「アルコール類」と「お酒」との違い

  突然変な質問をしますが、「アルコール類」と「お酒」とはどのように違うのでしょうか。
 この問いを深く考えることによって、私たちは、あらゆる現象的存在は二つの言葉でとらえられることがわかります。その二つの言葉とは、
       「形式」と「内容」
です。
先にあげた「アルコール類」とは、分析するとウイスキー、ワイン、ウォッカ、さらにはお酒、等々の、いわばアルコールを含んだ飲物の総称です。
 これに対してウイスキーないしお酒とは、アルコール類と「総称されたもの」の具体的な内容です。いま内容と言いましたが、これに対して「総称されたもの」を形式と言います。
 このように現象としての存在は、形式と内容と言われる二種類を具えていることがわかります。

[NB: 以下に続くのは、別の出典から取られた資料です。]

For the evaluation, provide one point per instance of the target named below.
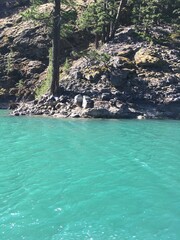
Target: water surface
(89, 179)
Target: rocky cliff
(126, 78)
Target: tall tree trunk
(96, 41)
(55, 48)
(104, 25)
(122, 4)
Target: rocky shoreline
(128, 77)
(136, 80)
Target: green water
(89, 179)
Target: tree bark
(122, 4)
(55, 48)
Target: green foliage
(20, 85)
(68, 16)
(155, 11)
(45, 85)
(66, 66)
(10, 62)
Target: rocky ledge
(128, 78)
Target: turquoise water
(89, 179)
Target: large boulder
(146, 57)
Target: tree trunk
(55, 48)
(96, 41)
(122, 4)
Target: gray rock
(78, 100)
(87, 102)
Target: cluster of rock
(138, 81)
(130, 79)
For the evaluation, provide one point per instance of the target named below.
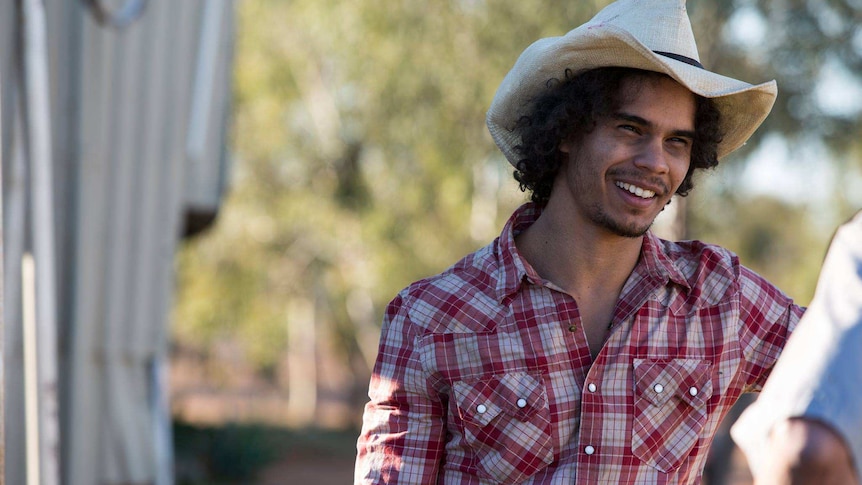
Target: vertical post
(2, 320)
(38, 139)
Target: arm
(807, 421)
(403, 428)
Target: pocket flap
(517, 394)
(685, 379)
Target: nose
(653, 157)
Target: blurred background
(208, 204)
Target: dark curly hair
(572, 107)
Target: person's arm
(402, 439)
(806, 427)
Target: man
(578, 347)
(806, 427)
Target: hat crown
(660, 25)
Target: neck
(579, 258)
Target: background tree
(362, 163)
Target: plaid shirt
(484, 373)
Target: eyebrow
(643, 122)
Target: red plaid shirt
(484, 374)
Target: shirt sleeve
(768, 317)
(819, 375)
(402, 436)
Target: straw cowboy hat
(653, 35)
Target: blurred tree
(363, 162)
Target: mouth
(635, 190)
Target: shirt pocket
(506, 422)
(670, 409)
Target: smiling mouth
(638, 191)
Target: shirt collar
(654, 262)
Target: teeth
(643, 193)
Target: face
(619, 177)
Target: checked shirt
(484, 373)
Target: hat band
(677, 57)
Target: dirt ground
(315, 470)
(338, 470)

 ところで、アルコール類から眼を心(こころ)の領域に向けてみましょう。たとえば、「愛」と一言でいえば、それは「形式としての愛」であり、それの愛の中味を分析すれば、「人間間の愛」「男女の愛」「親子の愛」、さらにはキリスト教でいう宗教的な「神から人間への愛」などに分かれますが、これらいろいろの愛が「内容としての愛」です。
 
 なぜ、まずこのように冒頭で形式と内容という、すこしむつかしい概念を持ちだしたかと言いますと、
 「物質文明の弊害を乗り越えるために<こころの時代>の当来を迎えようではないか」と主張する人が多くいますが、そのような人たちに「あなたが言われる<こころ>とは一体何ですか」という質問をすると、すぐに答えることができる人はほとんどいないでしょう。なぜなら「こころ」は色も形もなく、「物」のように捉えることができないからです。
「こころ」とはまさに形式に過ぎないのです。だから「こころ」についての追究は、次に「こころ」の内容の追究に進まなければならないのです。
 
  今日は、この問題を提起するにとどめておきます。